Sharper lower bounds on the performance of the empirical risk minimization algorithm

TL;DR

This paper establishes sharper lower bounds on the excess risk of the empirical risk minimization algorithm by leveraging advanced probabilistic theorems and geometric assumptions, highlighting fundamental limitations in learning performance.

Contribution

It introduces new lower bounds on ERM performance based on Gaussian process theory and geometric conditions, improving understanding of fundamental learning limits.

Findings

Lower bounds depend on Gaussian process supremum and oscillation parameters.

Bounds are sharper under specific geometric assumptions.

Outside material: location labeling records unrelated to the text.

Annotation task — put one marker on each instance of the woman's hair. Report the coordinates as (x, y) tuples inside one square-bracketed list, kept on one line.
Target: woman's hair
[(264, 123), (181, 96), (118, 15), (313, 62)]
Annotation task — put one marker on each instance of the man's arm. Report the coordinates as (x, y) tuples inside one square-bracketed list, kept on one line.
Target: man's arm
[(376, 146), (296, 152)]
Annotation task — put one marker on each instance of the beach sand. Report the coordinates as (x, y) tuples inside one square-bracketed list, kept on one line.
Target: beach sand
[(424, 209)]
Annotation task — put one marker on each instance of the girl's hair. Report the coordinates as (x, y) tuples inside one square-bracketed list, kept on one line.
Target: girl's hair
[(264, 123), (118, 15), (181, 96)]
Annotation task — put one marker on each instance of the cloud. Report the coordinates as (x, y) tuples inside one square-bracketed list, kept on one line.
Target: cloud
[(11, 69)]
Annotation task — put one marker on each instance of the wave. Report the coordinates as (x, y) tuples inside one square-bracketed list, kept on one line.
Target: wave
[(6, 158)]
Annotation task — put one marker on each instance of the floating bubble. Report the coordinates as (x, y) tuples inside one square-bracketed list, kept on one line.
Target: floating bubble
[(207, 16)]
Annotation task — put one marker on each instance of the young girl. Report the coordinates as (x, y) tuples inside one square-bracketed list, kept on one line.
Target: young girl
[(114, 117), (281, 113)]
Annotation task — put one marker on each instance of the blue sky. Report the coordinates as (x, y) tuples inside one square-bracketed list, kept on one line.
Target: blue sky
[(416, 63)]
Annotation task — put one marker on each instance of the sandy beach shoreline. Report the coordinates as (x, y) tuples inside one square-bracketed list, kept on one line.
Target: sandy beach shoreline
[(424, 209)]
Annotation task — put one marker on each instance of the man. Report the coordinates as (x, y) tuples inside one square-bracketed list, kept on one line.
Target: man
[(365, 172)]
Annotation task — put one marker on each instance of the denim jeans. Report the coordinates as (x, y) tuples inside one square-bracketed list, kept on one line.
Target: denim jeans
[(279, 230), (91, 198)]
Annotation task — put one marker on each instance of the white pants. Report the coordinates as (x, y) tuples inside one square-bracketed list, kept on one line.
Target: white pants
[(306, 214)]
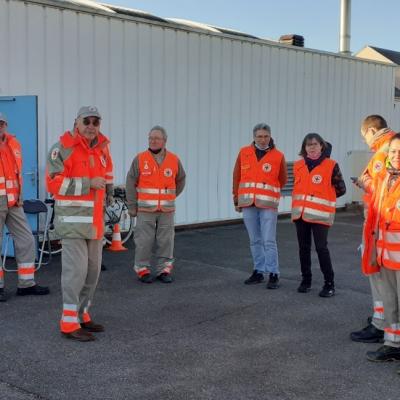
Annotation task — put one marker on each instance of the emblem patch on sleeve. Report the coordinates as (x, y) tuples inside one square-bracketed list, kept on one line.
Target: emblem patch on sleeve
[(267, 167), (168, 172), (378, 166), (54, 153)]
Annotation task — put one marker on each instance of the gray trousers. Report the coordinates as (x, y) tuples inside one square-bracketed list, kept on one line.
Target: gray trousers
[(81, 264), (24, 243), (378, 317), (390, 290), (154, 228)]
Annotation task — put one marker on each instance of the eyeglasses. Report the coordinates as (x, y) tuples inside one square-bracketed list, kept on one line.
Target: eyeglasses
[(94, 121)]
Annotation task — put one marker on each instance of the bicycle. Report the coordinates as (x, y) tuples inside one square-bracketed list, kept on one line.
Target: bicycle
[(116, 213)]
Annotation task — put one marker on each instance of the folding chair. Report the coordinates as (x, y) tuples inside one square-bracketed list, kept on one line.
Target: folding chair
[(35, 207)]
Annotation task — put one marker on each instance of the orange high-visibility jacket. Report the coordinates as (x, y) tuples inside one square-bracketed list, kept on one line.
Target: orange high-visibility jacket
[(377, 162), (382, 227), (314, 197), (71, 165), (11, 170), (259, 180), (156, 187)]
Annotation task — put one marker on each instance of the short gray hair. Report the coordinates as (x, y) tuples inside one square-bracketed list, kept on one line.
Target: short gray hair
[(261, 125), (161, 129)]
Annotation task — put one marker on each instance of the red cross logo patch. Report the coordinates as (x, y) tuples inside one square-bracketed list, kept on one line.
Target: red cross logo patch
[(378, 166), (267, 167), (317, 179)]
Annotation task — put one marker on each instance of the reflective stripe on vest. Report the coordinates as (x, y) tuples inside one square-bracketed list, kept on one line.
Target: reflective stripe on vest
[(66, 211), (259, 179), (10, 170), (388, 249)]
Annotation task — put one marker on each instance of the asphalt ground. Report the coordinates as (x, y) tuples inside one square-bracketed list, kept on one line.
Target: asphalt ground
[(205, 336)]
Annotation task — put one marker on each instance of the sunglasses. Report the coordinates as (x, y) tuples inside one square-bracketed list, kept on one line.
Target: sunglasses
[(94, 121)]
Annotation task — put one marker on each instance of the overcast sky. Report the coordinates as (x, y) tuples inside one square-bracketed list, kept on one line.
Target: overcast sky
[(374, 22)]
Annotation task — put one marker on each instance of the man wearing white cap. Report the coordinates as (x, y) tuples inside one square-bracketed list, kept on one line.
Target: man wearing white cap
[(12, 214), (80, 175)]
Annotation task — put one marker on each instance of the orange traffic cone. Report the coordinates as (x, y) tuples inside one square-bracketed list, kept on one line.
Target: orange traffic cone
[(116, 244)]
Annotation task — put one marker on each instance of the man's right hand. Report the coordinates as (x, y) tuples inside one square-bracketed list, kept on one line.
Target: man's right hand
[(98, 183), (133, 212)]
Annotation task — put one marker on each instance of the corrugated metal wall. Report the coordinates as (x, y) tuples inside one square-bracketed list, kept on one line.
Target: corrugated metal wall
[(207, 90)]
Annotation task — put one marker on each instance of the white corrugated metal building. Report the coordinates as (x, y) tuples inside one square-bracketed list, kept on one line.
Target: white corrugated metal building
[(206, 87)]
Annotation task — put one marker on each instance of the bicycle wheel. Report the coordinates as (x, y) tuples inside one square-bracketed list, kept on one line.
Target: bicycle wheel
[(118, 214)]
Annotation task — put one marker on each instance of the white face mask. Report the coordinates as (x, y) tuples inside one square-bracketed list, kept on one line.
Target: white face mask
[(261, 148)]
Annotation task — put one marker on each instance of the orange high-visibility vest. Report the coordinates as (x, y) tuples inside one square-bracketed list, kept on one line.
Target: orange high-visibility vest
[(10, 169), (259, 180), (156, 188), (314, 197), (382, 228), (377, 162), (80, 215)]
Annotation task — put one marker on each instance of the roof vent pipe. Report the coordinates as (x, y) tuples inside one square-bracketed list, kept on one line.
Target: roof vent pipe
[(345, 17)]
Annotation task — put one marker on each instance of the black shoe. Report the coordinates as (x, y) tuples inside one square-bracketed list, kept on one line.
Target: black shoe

Provides theoretical limits on ERM excess risk performance.

Abstract

We present an argument based on the multidimensional and the uniform central limit theorems, proving that, under some geometrical assumptions between the target function $T$ and the learning class $F$, the excess risk of the empirical risk minimization algorithm is lower bounded by \[\frac{\mathbb{E}\sup_{q\in Q}G_q}{\sqrt{n}}\delta,\] where $(G_q)_{q\in Q}$ is a canonical Gaussian process associated with $Q$ (a well chosen subset of $F$) and $\delta$ is a parameter governing the oscillations of the empirical excess risk function over a small ball in $F$.